A bit of a late Happy Birthday to Robert Burns. But our fellow Scots in this hamlet will parade down main street tommorrow night. Everyone wondering what is under those kilts.

First the original and then a minimialist translation

a few definitions to help you. Auld Lang Syne is roughly old long ago
surely your pint you’ll pay for
braes – hillsides
poud gowans – pulled daisies
We twa hae apidl’d in the burn – waded, stream
braid- broad
fiere -companion
gie’s a hand o thine – good will drink
and Syne is like sign not zine.
Maybe Patrick will stop by and straighten out what I have messed up.

Auld Lang Syne

Type: Poem

Should auld acquaintance be forgot,
And never brought to mind?
Should auld acquaintance be forgot,
And auld lang syne!

Chorus.-For auld lang syne, my dear,
For auld lang syne.
We’ll tak a cup o’ kindness yet,
For auld lang syne.

And surely ye’ll be your pint stowp!
And surely I’ll be mine!
And we’ll tak a cup o’kindness yet,
For auld lang syne.
For auld, &c.

We twa hae run about the braes,
And pou’d the gowans fine;
But we’ve wander’d mony a weary fit,
Sin’ auld lang syne.
For auld, &c.

We twa hae paidl’d in the burn,
Frae morning sun till dine;
But seas between us braid hae roar’d
Sin’ auld lang syne.
For auld, &c.

And there’s a hand, my trusty fere!
And gie’s a hand o’ thine!
And we’ll tak a right gude-willie waught,
For auld lang syne.
For auld, &c.

Minimalist translation:

Should old acquaintance be forgot,
and never brought to mind ?
Should old acquaintance be forgot,
and auld lang syne ?

For auld lang syne, my dear,
for auld lang syne,
we’ll take a cup o’ kindness yet,
for auld lang syne.
And surely you’ll get your pint mug !
And surely I’ll get mine !
And we’ll take a cup o’ kindness yet,
for auld lang syne.

We two have run about the hills,
and pulled the daisies fine ;
But we’ve wandered many a weary foot,
since auld lang syne.

We two have paddled in the stream,
from morning sun ’till dine ;
But seas between us broad have roared
since auld lang syne.

And there’s a hand my trusty friend !
And give us a hand o’ thine !
And we’ll take a right good-will swallow,
for auld lang syne.


5 Comments leave one →
  1. January 28, 2006 11:50 am

    Thanks, Tommy. That’s neat.

    Are you Scottish by heritage? I am. My dad’s family of long ago came from Scotland – the “Davidson clan.” My uncle and aunt have been over there several times and my son, David, in Virginia has gone to several big Scottish events there in suburban Virginis (or over in Maryland, I can’t remember which) outside of D.C.
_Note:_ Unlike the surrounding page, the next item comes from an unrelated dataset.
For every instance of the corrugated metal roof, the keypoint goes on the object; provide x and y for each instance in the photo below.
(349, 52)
    He looked up a bunch of stuff on Davidson history, found their plaid and sent me two sets of note cards with the Davidson info and plaid on them. It’s pretty neat.

    He’s so big into genealogy, he claims he’s traced some of my mom’s ancestry back to nearly Adam! I kid you not. Only David! That’s how he is about things.
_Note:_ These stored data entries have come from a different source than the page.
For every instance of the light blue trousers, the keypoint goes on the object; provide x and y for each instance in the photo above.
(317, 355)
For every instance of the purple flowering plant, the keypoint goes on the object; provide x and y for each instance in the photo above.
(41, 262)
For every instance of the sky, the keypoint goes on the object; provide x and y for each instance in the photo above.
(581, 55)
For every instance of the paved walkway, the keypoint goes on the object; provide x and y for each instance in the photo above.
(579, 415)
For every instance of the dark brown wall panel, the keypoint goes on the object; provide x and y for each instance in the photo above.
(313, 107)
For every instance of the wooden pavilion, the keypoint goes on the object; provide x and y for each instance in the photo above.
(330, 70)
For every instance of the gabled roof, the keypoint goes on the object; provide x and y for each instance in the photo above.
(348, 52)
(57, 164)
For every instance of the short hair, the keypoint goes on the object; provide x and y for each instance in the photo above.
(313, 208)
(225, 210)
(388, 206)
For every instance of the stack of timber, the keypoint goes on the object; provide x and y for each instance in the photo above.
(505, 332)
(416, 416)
    I’ve got all the written documentation from massive research he did for a very long time to come up with what he did and it all makes sense and sounds accurate. It’s interesting to read through and to see how he went about what he did to find what he needed.

    Of course, we ALL relate back to Adam and Eve. Brother!
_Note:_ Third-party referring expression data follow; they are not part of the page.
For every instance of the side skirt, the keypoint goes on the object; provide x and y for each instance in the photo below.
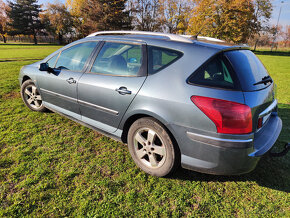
(115, 137)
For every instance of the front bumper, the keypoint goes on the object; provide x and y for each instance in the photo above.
(225, 154)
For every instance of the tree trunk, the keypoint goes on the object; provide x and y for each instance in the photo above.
(34, 39)
(59, 39)
(4, 39)
(256, 44)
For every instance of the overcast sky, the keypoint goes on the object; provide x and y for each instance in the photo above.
(284, 18)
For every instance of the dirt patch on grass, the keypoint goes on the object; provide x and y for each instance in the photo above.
(10, 95)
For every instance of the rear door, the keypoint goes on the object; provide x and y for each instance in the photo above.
(111, 82)
(59, 89)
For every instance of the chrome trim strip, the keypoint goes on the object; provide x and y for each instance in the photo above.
(107, 110)
(59, 95)
(269, 109)
(221, 142)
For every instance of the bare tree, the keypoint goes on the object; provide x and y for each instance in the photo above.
(145, 14)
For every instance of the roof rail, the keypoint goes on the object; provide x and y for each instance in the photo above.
(204, 38)
(172, 37)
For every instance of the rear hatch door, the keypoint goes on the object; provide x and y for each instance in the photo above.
(258, 88)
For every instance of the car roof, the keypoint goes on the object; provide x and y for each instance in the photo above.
(167, 40)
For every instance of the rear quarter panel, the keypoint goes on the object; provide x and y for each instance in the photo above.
(166, 94)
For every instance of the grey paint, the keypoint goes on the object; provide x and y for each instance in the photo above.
(94, 101)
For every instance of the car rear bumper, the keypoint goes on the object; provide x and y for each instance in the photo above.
(225, 154)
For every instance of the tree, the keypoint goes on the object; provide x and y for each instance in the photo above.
(145, 14)
(24, 16)
(58, 21)
(263, 11)
(3, 20)
(286, 35)
(96, 15)
(232, 20)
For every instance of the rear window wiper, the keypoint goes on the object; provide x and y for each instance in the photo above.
(264, 80)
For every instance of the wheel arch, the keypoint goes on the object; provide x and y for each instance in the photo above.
(24, 78)
(125, 125)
    Thanks for the Auld Lang Syne lyrics. I was just thinking about Dan Fogleberg yesterday Iwhile reading David Barnett’s post) and thinking about his song he wrote (I don’t really know the name of it, just love the song) about meeting his old lover in the grocery store on New Year’s Eve, etc, and ended with it being an “Auld Lang Syne.” Know which one I’m talking about? They still play it every Christmas right before new year’s on all the radio stations.

    So, are y’all going to the parade? (Is it anything like what the Irish do in New Orleans at St. Patrick’s Day and parade while all drinking green beer and carrying green and white flowers (lots of carnations) that they give to all the ladies and girls along the parade routes and soundly kiss each one (I’ve been there before, I know).

    Some of the parades have floats and the riders throw cabbages and potatoes and carrots to parade goers.

    Only in New Orleans.

  2. January 28, 2006 4:55 pm

    In East Lansing, after important basketball games, crowds take furniture into the streets and light it on fire. This tradition isn’t Scottish, nor does it have anything to do with your post. I guess I just want a tradition that’s cool, like you and Dee.

  3. January 28, 2006 5:48 pm

    Ray –

    You are TOO funny! Tommy and I are going to have to think up one for you there in the hinterlands of the far north. That’s your FIRST problem. Partying on certain created holidays with fun events isn’t conducive in 25 degree weather and snow and such.

    That’s one thing about New Orleans – at least before. They can find more things to party about and celebrate in sometimes very creative and neat ways than any place I’ve ever seen. I sure never thought growing up I’d ever even SEE New Orleans, much less live here.

    Two days before St. Patrick’s Day on Mar. 17, is St. Joseph’s Day, which is a huge Catholic celebration, too. Ladies prepare food for weeks and weeks, if not months, before hand to spread out in lavish feasts before statues of St. Joseph and then invite everyone in who will come (I, unfortunately, have never been to one, but would like to go and see it somewhere) and let them eat all they want to their heart’s desire, just on the contingency that they will donate whatever amount they feel moved to to good works in the name of St. Joseph.

    Then there is the very neat All Saints Day every Nov. 1 which is another big holiday, when people of a lot of faiths, beginning with the Catholics, again, go to all the cemeteries to clean up, visit, remember and be together honoring all those past ancestors and family members who have gone on before. It’s quite a big deal. Very big and old tradition.

    Hope you’re having fun today and tonight, Tommy, at the parade.

    Ray – you know Tommy and I are both pretty good at coming up with and instigating and creating all sorts of things, so we’ll get to work on you a good new tradition and holiday to start there in East Lansing that doesn’t involve the destruction of furniture and other bad stuff.

    Whata ya say, Tommy? You up for that? Something REALLY cool for Ray.

  4. January 30, 2006 9:55 am

    Yes Dee I come from a marriage of two waring tribes. The Stewart’s and the Campbells. People into Scotish things find that funny. After they get through hissing at me for being part Campbell. Not a really pretty history there.

    Ray, I suggest a Messianic passover as a tradition for you.